23 June 2005

 

Outsourced Security Called Battle Tested

Outsourcing corporate security is no longer risky business and large organizations should hand off network monitoring and security services as soon as possible. That was the main conclusion Gartner analysts presented to about 2,000 IT executives at the firm's IT Security Summit last week. Gartner predicts the future of security is in the cloud and expects to see more services such as MCI's WAN Defense ,announced two weeks ago. "Why should I filter out this garbage at my end? Outsource as much of the day-to-day busywork as you can, as soon as you can," said Gartner analyst John Pescatore in his presentation titled "The Near Future of Network Security." Pescatore acknowledged this is a radical change from what Gartner would have advocated in years past, when it viewed security outsourcing - which requires a company to entrust an outsider with critical support - as controversial.

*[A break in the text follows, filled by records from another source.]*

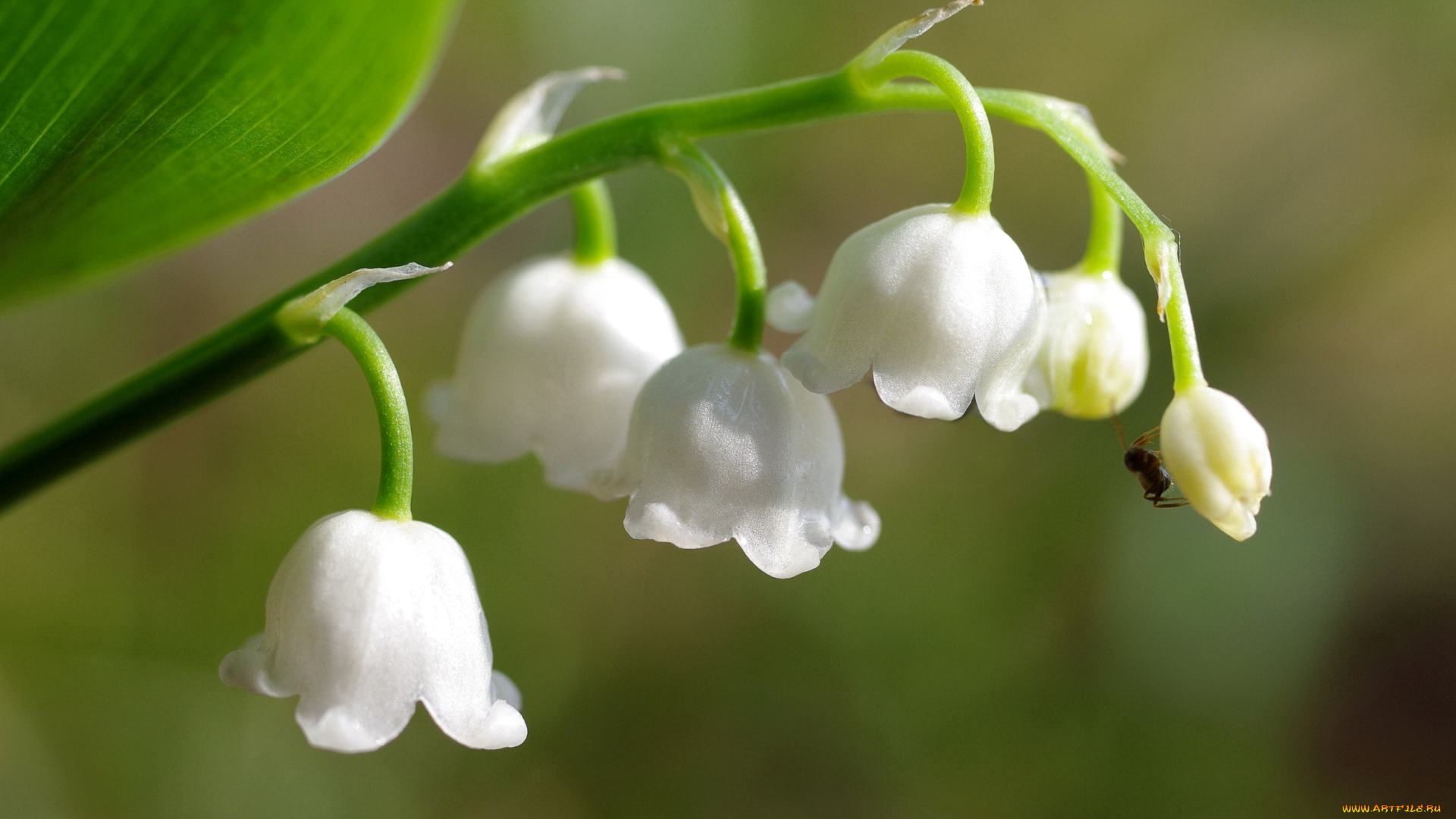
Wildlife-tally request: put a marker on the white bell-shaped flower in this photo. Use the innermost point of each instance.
(1219, 457)
(1094, 352)
(726, 445)
(367, 617)
(941, 305)
(552, 357)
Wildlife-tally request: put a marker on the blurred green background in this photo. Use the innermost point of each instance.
(1028, 637)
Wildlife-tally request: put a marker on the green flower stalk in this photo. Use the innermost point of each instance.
(517, 171)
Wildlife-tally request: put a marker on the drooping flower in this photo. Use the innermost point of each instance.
(726, 445)
(367, 617)
(1219, 457)
(1094, 353)
(941, 305)
(551, 362)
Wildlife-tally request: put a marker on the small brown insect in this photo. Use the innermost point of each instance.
(1147, 465)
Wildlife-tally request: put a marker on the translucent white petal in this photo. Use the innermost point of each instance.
(551, 362)
(367, 617)
(1092, 360)
(856, 525)
(727, 445)
(1219, 457)
(941, 305)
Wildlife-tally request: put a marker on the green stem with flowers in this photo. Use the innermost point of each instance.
(726, 216)
(488, 197)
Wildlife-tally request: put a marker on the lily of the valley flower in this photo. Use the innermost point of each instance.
(1094, 353)
(551, 362)
(1219, 457)
(941, 305)
(726, 444)
(366, 617)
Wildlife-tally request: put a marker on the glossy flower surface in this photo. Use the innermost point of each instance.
(1092, 360)
(943, 308)
(1219, 457)
(552, 357)
(726, 445)
(367, 617)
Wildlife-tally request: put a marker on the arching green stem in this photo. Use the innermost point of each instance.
(596, 224)
(485, 200)
(981, 156)
(727, 218)
(1066, 124)
(397, 445)
(1104, 253)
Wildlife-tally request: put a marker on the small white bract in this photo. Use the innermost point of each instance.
(941, 305)
(552, 357)
(726, 445)
(789, 308)
(1219, 457)
(1094, 352)
(367, 617)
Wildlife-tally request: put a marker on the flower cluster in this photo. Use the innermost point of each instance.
(580, 360)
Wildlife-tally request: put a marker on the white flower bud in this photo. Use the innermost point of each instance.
(551, 362)
(366, 617)
(941, 305)
(726, 445)
(1094, 353)
(1219, 457)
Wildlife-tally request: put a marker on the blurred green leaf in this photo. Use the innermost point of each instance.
(128, 127)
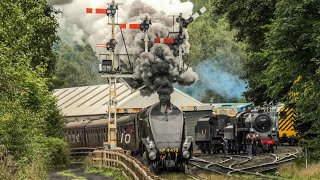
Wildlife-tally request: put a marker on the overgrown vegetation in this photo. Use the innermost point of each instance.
(283, 40)
(294, 171)
(30, 123)
(115, 173)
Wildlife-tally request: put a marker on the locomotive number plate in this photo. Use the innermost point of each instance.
(164, 150)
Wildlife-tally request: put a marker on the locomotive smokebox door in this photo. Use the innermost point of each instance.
(213, 120)
(229, 132)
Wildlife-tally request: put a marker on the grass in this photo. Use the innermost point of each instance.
(68, 173)
(295, 172)
(115, 173)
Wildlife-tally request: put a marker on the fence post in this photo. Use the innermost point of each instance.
(306, 153)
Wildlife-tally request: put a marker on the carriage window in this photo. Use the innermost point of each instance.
(283, 114)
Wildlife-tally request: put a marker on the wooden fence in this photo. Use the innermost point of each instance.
(122, 160)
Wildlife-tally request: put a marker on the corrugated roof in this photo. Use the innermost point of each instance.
(93, 100)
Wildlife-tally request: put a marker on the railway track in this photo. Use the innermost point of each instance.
(243, 164)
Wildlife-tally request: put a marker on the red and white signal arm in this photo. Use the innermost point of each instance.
(164, 40)
(129, 26)
(96, 10)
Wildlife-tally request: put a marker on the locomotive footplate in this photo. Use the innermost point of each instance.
(170, 163)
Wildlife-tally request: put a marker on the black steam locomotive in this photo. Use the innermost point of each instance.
(159, 138)
(210, 130)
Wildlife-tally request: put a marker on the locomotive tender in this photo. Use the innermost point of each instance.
(210, 131)
(160, 139)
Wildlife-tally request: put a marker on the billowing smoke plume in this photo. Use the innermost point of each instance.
(155, 70)
(215, 79)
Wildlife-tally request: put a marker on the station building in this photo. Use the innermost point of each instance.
(91, 102)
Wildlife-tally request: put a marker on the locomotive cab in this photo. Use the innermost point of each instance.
(164, 142)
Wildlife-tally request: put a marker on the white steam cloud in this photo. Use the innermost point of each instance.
(157, 69)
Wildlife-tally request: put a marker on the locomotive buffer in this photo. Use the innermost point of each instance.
(110, 71)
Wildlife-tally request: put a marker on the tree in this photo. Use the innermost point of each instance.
(27, 108)
(251, 18)
(212, 43)
(293, 71)
(77, 65)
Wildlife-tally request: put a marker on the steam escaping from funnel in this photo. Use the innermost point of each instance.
(214, 78)
(155, 70)
(159, 68)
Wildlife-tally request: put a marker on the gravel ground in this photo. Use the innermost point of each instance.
(77, 173)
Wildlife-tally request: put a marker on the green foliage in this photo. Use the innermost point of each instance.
(293, 73)
(212, 42)
(251, 18)
(284, 39)
(29, 118)
(77, 66)
(213, 39)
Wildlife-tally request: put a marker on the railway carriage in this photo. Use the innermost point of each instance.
(160, 138)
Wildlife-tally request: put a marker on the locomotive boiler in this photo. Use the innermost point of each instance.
(235, 130)
(158, 138)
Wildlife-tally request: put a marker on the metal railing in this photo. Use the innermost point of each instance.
(128, 164)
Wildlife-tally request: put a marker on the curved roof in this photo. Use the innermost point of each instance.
(93, 100)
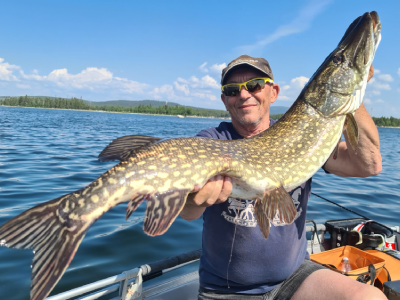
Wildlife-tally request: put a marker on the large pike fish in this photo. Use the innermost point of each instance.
(164, 172)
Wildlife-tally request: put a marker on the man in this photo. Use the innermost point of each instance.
(279, 267)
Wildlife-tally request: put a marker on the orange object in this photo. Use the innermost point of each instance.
(359, 260)
(392, 265)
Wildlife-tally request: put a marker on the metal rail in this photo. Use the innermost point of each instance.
(129, 283)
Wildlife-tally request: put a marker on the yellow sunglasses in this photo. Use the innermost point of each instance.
(253, 85)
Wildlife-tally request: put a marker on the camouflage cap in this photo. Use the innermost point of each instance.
(255, 62)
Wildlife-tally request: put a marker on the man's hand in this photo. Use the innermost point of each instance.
(215, 191)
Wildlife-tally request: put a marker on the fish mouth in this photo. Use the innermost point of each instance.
(361, 40)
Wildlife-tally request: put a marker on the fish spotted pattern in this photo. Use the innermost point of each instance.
(164, 172)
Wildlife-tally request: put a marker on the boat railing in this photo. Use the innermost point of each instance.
(128, 284)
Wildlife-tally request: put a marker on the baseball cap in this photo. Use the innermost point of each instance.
(258, 63)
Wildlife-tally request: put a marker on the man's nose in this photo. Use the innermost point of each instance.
(244, 93)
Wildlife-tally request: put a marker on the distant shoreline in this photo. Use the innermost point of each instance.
(117, 112)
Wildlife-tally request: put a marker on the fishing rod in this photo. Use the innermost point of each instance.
(330, 201)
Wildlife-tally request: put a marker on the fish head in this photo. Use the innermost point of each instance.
(338, 86)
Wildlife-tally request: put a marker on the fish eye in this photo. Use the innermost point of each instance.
(337, 59)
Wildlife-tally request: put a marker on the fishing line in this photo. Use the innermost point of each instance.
(233, 241)
(330, 201)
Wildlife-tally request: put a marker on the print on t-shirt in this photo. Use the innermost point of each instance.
(242, 211)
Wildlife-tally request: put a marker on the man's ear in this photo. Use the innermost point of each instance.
(275, 92)
(223, 101)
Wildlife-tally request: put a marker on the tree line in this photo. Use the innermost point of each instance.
(390, 122)
(75, 103)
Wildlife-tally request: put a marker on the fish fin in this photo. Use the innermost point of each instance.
(55, 238)
(162, 209)
(279, 200)
(133, 204)
(352, 131)
(262, 219)
(336, 151)
(123, 147)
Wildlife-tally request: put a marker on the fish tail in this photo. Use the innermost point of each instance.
(54, 235)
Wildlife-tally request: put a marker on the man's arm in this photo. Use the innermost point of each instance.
(367, 160)
(215, 191)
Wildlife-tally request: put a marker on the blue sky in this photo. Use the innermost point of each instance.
(174, 50)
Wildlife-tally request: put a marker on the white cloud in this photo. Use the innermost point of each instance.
(301, 23)
(385, 77)
(165, 90)
(6, 71)
(182, 87)
(205, 95)
(23, 86)
(291, 91)
(102, 81)
(203, 67)
(217, 68)
(92, 78)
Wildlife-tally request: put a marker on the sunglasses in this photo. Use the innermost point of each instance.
(253, 85)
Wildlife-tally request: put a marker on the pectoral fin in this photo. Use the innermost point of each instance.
(162, 209)
(352, 131)
(262, 219)
(133, 204)
(279, 200)
(123, 147)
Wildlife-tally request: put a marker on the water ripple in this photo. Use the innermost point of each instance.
(48, 153)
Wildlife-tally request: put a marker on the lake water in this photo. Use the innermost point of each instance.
(47, 153)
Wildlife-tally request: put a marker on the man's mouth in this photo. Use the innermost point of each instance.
(246, 106)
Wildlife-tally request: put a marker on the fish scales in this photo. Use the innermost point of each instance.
(163, 172)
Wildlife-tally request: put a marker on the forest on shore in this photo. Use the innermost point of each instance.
(79, 104)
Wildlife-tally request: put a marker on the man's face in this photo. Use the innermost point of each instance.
(249, 109)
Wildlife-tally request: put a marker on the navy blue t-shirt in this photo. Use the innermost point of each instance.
(257, 265)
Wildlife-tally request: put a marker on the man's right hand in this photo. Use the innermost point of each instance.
(215, 191)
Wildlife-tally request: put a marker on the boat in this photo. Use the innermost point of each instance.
(136, 283)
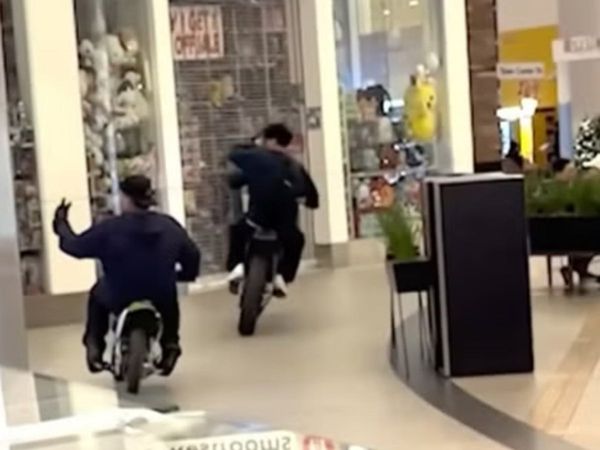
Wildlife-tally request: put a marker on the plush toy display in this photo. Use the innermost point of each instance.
(115, 108)
(420, 102)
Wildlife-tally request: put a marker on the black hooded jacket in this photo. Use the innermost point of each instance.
(275, 183)
(143, 255)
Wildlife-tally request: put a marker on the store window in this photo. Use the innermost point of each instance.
(236, 69)
(388, 66)
(25, 178)
(116, 101)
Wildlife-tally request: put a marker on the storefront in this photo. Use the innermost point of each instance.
(392, 83)
(105, 88)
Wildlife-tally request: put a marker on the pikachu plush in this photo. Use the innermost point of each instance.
(420, 103)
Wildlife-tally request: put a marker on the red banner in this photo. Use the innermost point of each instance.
(197, 32)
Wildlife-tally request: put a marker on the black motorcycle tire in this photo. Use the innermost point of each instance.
(136, 357)
(252, 295)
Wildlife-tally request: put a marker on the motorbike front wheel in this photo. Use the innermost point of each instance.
(136, 357)
(252, 295)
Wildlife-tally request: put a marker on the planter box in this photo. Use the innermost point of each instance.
(411, 276)
(564, 235)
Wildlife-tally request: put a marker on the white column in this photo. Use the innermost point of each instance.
(455, 89)
(13, 337)
(165, 102)
(578, 18)
(324, 142)
(46, 34)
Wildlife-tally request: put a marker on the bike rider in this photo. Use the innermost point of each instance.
(143, 254)
(276, 181)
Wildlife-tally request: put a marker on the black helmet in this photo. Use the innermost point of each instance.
(139, 189)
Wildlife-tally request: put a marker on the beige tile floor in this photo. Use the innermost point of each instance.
(563, 395)
(318, 365)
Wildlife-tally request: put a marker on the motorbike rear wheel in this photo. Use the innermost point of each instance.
(252, 294)
(136, 357)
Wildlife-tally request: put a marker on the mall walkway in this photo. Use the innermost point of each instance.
(318, 365)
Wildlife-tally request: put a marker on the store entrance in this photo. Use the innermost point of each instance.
(237, 68)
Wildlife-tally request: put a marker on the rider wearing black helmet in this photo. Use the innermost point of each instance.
(143, 254)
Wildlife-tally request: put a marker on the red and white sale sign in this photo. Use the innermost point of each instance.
(318, 443)
(197, 32)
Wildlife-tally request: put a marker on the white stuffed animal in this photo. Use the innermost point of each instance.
(116, 53)
(84, 89)
(87, 54)
(94, 145)
(130, 45)
(125, 110)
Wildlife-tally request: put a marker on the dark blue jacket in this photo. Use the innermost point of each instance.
(275, 183)
(143, 255)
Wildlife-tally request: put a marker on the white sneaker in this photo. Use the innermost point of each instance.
(279, 287)
(235, 279)
(237, 273)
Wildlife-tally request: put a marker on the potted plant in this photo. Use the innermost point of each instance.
(408, 271)
(564, 213)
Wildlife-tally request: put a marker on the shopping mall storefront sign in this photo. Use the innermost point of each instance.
(197, 32)
(274, 440)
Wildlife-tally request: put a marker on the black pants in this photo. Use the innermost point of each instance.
(580, 265)
(290, 238)
(98, 318)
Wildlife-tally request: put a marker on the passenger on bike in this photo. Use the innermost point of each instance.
(143, 254)
(276, 182)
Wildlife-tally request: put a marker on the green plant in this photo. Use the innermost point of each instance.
(549, 196)
(398, 234)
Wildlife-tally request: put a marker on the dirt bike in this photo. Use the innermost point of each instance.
(134, 345)
(260, 268)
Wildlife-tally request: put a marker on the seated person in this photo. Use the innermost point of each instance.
(140, 251)
(276, 182)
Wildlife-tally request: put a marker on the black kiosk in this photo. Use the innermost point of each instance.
(476, 237)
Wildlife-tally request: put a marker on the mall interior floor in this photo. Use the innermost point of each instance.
(317, 365)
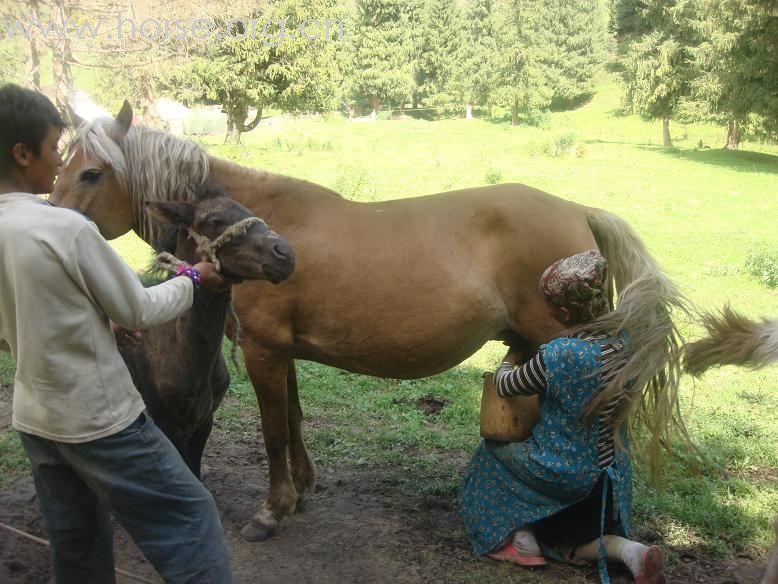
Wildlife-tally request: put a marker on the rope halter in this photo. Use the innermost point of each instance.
(208, 248)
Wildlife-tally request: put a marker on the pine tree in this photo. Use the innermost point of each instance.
(442, 35)
(476, 76)
(736, 68)
(272, 65)
(381, 49)
(658, 68)
(525, 46)
(578, 35)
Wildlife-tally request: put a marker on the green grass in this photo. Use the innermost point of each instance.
(701, 212)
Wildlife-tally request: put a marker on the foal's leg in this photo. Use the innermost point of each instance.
(303, 469)
(268, 375)
(197, 446)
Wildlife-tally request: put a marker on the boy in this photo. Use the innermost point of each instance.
(82, 423)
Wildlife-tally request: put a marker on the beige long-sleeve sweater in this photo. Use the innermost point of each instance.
(60, 283)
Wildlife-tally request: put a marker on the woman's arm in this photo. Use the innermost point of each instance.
(527, 379)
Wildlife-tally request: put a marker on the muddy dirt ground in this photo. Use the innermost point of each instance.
(354, 529)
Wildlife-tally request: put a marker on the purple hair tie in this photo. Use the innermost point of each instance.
(189, 272)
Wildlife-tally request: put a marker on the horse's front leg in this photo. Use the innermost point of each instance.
(303, 469)
(268, 375)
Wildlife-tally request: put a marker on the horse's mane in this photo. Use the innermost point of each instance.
(152, 165)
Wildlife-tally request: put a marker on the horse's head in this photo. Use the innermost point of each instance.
(92, 180)
(227, 233)
(114, 167)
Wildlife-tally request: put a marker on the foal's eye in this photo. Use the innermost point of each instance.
(90, 175)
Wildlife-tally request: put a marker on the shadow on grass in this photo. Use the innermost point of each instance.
(740, 160)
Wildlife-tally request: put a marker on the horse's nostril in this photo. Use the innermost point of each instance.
(280, 251)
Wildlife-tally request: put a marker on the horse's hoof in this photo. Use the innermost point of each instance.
(259, 530)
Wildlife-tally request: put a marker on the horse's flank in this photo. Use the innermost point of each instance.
(409, 287)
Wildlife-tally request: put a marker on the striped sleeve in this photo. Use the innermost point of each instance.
(528, 379)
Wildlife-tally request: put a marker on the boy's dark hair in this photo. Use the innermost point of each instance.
(25, 117)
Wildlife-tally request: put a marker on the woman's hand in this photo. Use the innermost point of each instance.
(126, 340)
(514, 357)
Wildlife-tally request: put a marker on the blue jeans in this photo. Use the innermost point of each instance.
(139, 476)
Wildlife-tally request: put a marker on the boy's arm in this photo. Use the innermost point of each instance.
(111, 282)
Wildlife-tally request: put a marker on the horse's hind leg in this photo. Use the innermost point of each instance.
(303, 469)
(268, 374)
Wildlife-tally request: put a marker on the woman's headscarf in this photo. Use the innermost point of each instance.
(580, 281)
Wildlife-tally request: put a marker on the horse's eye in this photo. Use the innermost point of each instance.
(90, 175)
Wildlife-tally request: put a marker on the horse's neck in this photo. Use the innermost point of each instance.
(274, 197)
(203, 327)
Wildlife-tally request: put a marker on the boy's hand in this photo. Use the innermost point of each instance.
(513, 357)
(210, 278)
(125, 339)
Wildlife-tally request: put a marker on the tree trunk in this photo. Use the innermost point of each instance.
(62, 56)
(232, 136)
(733, 135)
(33, 51)
(148, 109)
(236, 110)
(666, 141)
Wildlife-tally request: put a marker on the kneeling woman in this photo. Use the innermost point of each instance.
(570, 482)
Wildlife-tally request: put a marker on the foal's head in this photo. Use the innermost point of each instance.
(228, 234)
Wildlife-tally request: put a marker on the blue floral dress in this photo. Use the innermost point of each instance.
(508, 486)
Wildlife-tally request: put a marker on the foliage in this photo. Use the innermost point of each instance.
(381, 48)
(441, 37)
(657, 67)
(477, 76)
(548, 51)
(266, 60)
(763, 264)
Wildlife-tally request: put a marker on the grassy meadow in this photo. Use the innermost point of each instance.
(701, 210)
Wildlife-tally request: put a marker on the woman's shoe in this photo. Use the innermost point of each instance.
(508, 553)
(653, 567)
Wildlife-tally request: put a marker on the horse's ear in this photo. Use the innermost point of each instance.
(178, 213)
(124, 117)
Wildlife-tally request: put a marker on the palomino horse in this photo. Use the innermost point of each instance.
(733, 339)
(401, 289)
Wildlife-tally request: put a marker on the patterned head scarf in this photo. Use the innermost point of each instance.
(580, 281)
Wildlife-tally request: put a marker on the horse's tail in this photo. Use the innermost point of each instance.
(733, 339)
(647, 299)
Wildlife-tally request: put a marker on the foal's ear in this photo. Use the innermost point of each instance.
(174, 213)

"It's just not controversial anymore," Pescatore said. He said the level of expertise exhibited by the first-generation of managed security service providers (MSSPs) along with the rise of carrier- class high-speed security gear from vendors such as iPolicy Networks indicate that security outsourcing can evolve into a trusted service. Customers need not purchase their own customer premises equipment (CPE), Pescatore says, particularly for perimeter defense. Managed security services will evolve into "in-the-cloud services" in which network traffic is cleaned of spam, viruses, attack traffic and other problems before it reaches the enterprise, and perimeter firewalls and IDS reside with the carrier, said Kelly Kavanaugh, whose presentation was titled "security in the Cloud: Take My security Hardware, Please." Traditional pure-play MSSPs such as Symantec, Internet security Systems and Counterpane Internet security, as well as the larger IT outsourcers such as EDS and IBM, are most often associated with remote monitoring customer IDS, firewalls and other gear. But he predicted,"It becomes a utility that's shared. For enterprises, it's a way to let go of having customer premises equipment." He said a number of in-thecloud anti-spam and anti-virus filtering services already exist, including those from MessageLabs and Symantec's Brightmail outfit. While MSSPs also might offer their own version of in- thecloud security, Kavanaugh explained that "the carriers have the best opportunity to deliver in the cloud" because they provide the essential connection closest to the customer's network.